“I shall miss you terribly, Polly,” Betty returned wistfully; her bright color had gone in the last few weeks and there were slight shadows under her gray eyes. “Still I feel sure that under the circumstances it is best for you to go. You are too restless anyhow to have wanted to stay in Woodford and the new life with the new people and sights will make you much happier. You will probably have a good deal of liberty at a New York boarding school and you’ll be able to go to the theater now and then and do many of the things you will like. But Mollie and I hope you will come back for Christmas and will write us pretty often.”
Polly looked thoughtfully from her friend to her sister. “I know I am an absolutely selfish person and I would rather neither one of you would even attempt to deny it. I am not leaving my home though simply because I am restless. The truth is I simply can’t get used to mother’s being married to Mr. Wharton and to living in their great ugly house instead of our own beloved cottage. I don’t like Frank Wharton and though Mr. Wharton is very kind and wants to do everything for Mollie and me, he is one of those dreadfully literal persons, so I am afraid we never will understand one another.”
“But you used to say, Polly, that you were tired of our small house and that you wanted to live in a big one with lots of money and servants. And now you have it you are dying to get away.” And Mollie sighed, for the thought of being parted from her sister even as far away as the next fall, was very hard to bear, and yet she would not leave her mother, since for both of her daughters to go away would look like a reflection upon her marriage.
“Heigh, ho!” laughed Polly. “Perhaps I have made some such statement in the past but I suppose I wanted to get rich in my own little way, like I wish to do everything else. And inconsistency, which is not a jewel, is certainly Polly O’Neill. But don’t let’s talk about me any more, it’s Betty’s birthday. However, I would like to register this statement— Sylvia Wharton is the most extraordinary person I ever met. And what Sylvia starts out to do in this world she’ll do. It was Sylvia who saw I wasn’t happy in her home, Sylvia who talked things over first to me, and then suggested my departure to mother and her father. And though our parents were both horribly opposed to the idea at first, Sylvia brought them around without any arguments or excitement simply by continuing to make plain statements of the facts.”
“Well, the wheel of fortune we hear so much about has truly turned, dear, and you’re rich and I’m poor and now we must wait to see what will happen next,” Betty remarked, hearing a faint knock at her bedroom door and moving forward to open it, but in passing she stopped and kissed Polly lightly on the forehead. “Don’t look as though you were the wheel, Polly child, and had made the changes. I am not going to be half so miserable being poor as you girls think I will. Just think of how much more self-respecting I am going to feel if, when I go to bed some night, I can say to myself: ‘Betty Ashton has earned her salt to-day.’”
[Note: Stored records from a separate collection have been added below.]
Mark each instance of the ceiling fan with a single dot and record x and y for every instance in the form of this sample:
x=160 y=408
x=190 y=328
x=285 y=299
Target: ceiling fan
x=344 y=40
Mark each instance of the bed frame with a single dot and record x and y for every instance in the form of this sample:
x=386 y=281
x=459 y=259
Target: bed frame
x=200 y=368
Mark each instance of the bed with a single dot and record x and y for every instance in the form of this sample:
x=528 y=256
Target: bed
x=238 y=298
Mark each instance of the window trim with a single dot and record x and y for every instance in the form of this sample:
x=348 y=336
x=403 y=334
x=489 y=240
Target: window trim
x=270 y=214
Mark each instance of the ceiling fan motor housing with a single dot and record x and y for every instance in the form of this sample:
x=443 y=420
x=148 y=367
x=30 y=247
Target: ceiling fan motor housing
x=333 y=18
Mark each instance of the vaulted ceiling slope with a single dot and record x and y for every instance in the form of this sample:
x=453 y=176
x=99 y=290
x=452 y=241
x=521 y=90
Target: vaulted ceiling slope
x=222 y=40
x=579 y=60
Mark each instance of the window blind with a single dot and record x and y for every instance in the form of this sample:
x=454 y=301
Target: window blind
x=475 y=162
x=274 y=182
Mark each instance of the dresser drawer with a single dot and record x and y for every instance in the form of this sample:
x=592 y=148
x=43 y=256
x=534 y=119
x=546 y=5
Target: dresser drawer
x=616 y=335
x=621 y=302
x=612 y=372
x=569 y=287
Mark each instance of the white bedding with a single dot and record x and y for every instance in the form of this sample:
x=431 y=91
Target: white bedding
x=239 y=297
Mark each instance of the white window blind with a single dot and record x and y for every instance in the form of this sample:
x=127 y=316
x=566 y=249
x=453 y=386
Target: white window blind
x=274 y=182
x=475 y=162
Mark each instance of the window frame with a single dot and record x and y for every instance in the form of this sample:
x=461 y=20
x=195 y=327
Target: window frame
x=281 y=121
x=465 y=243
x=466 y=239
Betty now opened her door and there on the threshold stood Rose Dyer with a bunch of pink roses and Faith with a pot of lemon verbena in her hand. Faith was not yet well enough to go home to the boarding house in Boston, so Miss Dyer had brought her to her own home in Woodford, where she and Mammy were still to look after the odd child.
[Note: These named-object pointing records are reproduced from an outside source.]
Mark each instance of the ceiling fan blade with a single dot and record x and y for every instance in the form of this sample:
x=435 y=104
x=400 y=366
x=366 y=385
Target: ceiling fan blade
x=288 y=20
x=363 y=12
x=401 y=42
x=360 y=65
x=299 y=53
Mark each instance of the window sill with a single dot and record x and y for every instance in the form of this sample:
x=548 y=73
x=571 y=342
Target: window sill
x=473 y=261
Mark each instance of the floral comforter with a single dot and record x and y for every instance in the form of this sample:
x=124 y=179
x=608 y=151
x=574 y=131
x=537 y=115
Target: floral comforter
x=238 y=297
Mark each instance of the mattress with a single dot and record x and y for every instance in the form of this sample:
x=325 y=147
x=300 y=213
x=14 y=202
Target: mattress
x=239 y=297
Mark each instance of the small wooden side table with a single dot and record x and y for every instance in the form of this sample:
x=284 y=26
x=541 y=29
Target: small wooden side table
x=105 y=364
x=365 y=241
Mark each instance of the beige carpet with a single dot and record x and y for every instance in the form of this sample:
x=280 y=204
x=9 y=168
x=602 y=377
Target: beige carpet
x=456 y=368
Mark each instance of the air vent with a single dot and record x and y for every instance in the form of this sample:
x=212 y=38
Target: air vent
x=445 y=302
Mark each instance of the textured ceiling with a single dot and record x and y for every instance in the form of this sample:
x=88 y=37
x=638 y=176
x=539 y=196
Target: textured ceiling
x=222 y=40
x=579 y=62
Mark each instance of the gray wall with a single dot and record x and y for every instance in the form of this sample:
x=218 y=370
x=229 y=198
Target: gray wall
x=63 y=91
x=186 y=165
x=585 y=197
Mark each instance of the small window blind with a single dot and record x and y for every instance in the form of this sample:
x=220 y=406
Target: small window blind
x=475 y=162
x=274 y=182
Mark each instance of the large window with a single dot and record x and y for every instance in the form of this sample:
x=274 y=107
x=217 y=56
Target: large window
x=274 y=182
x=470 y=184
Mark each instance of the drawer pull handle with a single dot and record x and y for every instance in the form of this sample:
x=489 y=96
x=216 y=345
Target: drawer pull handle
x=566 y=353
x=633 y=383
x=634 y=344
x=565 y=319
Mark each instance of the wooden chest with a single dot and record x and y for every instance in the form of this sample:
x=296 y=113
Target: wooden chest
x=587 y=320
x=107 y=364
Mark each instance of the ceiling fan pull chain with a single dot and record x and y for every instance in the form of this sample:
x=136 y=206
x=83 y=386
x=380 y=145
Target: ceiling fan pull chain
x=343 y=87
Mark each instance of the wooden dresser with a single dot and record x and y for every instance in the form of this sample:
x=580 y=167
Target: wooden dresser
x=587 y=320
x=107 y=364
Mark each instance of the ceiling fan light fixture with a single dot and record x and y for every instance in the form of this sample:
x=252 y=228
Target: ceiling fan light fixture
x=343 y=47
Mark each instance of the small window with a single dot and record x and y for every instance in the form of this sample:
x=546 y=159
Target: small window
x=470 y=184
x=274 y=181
On the arrival of Polly and Mollie a few moments before, Betty had not been in the least surprised. The two girls usually ran in to see her every afternoon now and had been giving her birthday presents for nearly as many years as she could remember, but when Rose and Faith also appeared she realized that the members of the Sunrise club might all be coming in to see her during the afternoon in just this same quiet fashion. And the next instant she was convinced when Sylvia solemnly appeared with a box of candy, which she thrust awkwardly at her.
“It’s against our Camp Fire rules to eat candy, Betty, and I don’t approve of it or like it very much myself, but I couldn’t think of anything else to bring when Polly and Mollie went off without me; and there won’t be enough to make so many people sick.”
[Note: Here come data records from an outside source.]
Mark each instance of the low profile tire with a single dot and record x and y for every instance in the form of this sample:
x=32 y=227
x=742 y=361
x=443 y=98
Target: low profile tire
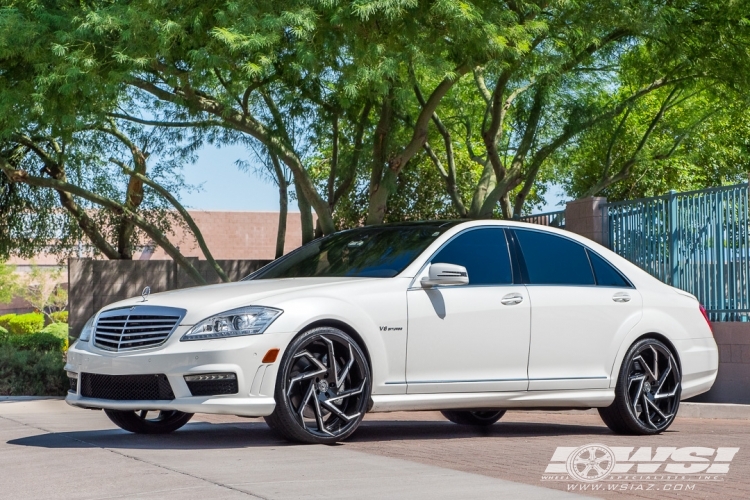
x=647 y=394
x=479 y=418
x=161 y=422
x=322 y=389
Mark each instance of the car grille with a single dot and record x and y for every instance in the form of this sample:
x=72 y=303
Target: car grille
x=213 y=387
x=126 y=387
x=136 y=327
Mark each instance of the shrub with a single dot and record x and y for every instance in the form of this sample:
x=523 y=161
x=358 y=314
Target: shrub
x=31 y=373
x=60 y=316
x=39 y=342
x=24 y=324
x=5 y=318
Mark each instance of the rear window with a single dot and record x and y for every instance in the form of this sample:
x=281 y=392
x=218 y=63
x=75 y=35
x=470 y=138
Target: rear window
x=554 y=260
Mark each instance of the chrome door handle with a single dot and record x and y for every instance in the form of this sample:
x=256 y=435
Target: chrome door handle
x=621 y=297
x=512 y=299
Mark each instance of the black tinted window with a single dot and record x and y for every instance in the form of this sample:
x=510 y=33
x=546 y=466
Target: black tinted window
x=606 y=275
x=484 y=254
x=552 y=260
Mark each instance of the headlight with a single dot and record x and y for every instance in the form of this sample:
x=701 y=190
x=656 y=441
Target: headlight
x=251 y=320
x=87 y=330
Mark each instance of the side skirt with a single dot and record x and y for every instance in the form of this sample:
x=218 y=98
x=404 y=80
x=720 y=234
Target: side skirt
x=589 y=398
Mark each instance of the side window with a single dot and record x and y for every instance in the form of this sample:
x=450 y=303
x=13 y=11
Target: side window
x=606 y=275
x=552 y=260
x=484 y=254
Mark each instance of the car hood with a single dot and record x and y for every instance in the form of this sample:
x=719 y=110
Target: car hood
x=203 y=301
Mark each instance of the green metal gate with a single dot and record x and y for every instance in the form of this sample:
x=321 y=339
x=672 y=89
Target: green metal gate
x=697 y=241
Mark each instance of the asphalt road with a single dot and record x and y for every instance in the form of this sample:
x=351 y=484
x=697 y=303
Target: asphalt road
x=50 y=450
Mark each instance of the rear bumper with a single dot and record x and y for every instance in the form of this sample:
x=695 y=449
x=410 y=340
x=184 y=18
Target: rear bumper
x=700 y=364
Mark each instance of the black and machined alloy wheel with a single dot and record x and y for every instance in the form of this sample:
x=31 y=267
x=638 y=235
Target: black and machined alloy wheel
x=473 y=417
x=323 y=388
x=647 y=394
x=149 y=422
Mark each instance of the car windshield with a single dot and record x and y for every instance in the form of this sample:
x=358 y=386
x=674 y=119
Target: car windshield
x=372 y=252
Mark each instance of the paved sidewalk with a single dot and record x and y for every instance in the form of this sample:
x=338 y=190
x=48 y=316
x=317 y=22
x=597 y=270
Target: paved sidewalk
x=52 y=451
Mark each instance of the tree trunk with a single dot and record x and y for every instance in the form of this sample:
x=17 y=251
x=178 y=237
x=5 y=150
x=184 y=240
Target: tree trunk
x=283 y=205
x=305 y=211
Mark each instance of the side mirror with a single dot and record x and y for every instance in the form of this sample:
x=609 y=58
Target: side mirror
x=445 y=274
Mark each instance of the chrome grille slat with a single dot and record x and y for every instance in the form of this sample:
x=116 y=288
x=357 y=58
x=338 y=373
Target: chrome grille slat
x=137 y=327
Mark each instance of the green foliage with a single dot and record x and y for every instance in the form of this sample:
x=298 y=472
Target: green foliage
x=25 y=324
x=40 y=341
x=5 y=320
x=59 y=316
x=8 y=283
x=37 y=372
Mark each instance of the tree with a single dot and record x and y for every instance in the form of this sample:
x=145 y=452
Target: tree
x=8 y=283
x=41 y=288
During the laughter over Sylvia’s remark, Nan Graham walked shyly in through the now open door, bearing a loaf of cake.
“I couldn’t bring a real present, Betty,” she explained with far more grace and sweetness than one could have dreamed possible of so rough and untrained a girl the year before, “but this is the kind of cake you used to like when I made it at the cabin and I thought you wouldn’t mind eating a piece on your birthday for old times’ sake.”